On 03/07/2024 17:26, Johannes Berg wrote:
Lockdep reports a spinlock ordering problem: sometimes we take head_lock
first, sometimes tail_lock, so there's a classic ABBA deadlock possible.
It may not happen now because of UML being single-CPU and all that, but
perhaps with preempt?

You need both locks only when you updating the queue depth. That was not an issue without preempt. Looking at the trace this is now an issue, so it will need to be sorted out.

The way the locks work is - head_lock guards head, tail_lock guards tail and head/tail run around and wrap.

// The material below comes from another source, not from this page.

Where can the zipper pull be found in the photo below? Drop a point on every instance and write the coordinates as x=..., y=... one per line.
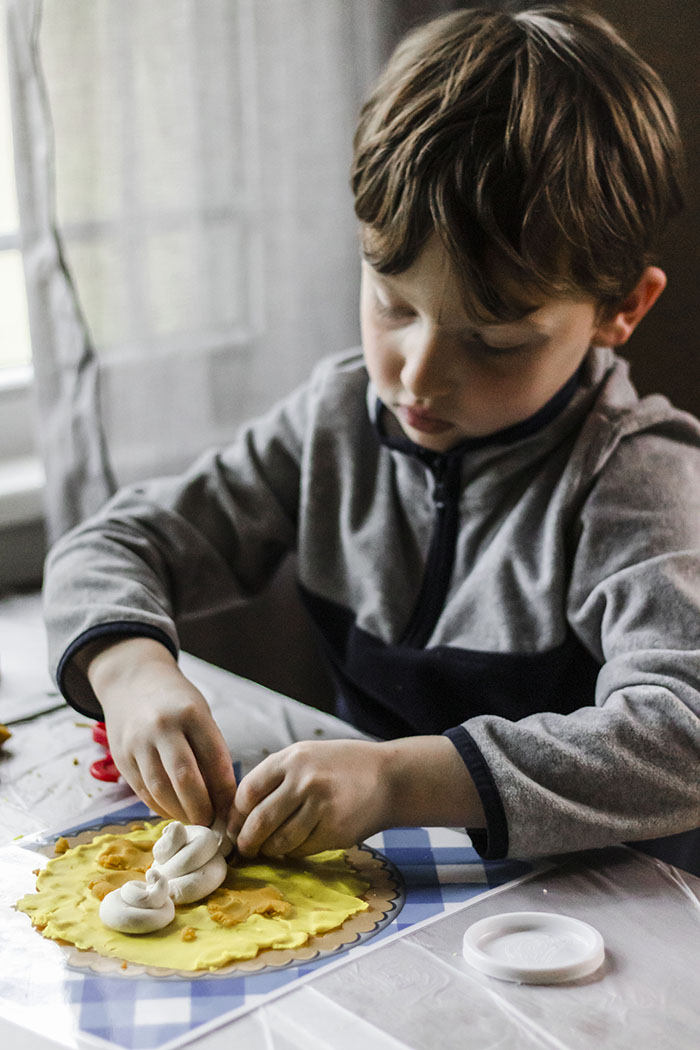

If increment and decrement of the queue_depth is using atomics you do not need to grab both locks. One lock + atomic sub/add will suffice.


Report:

======================================================
WARNING: possible circular locking dependency detected
6.10.0-rc6-00036-gcd01672d64a3 #26 Not tainted
------------------------------------------------------
systemd-network/105 is trying to acquire lock:
00000000622bd8b0 (&result->tail_lock){+...}-{2:2}, at: vector_send+0x1c5/0x266

but task is already holding lock:
00000000622bd870 (&result->head_lock){+...}-{2:2}, at: vector_send+0x3b/0x266

which lock already depends on the new lock.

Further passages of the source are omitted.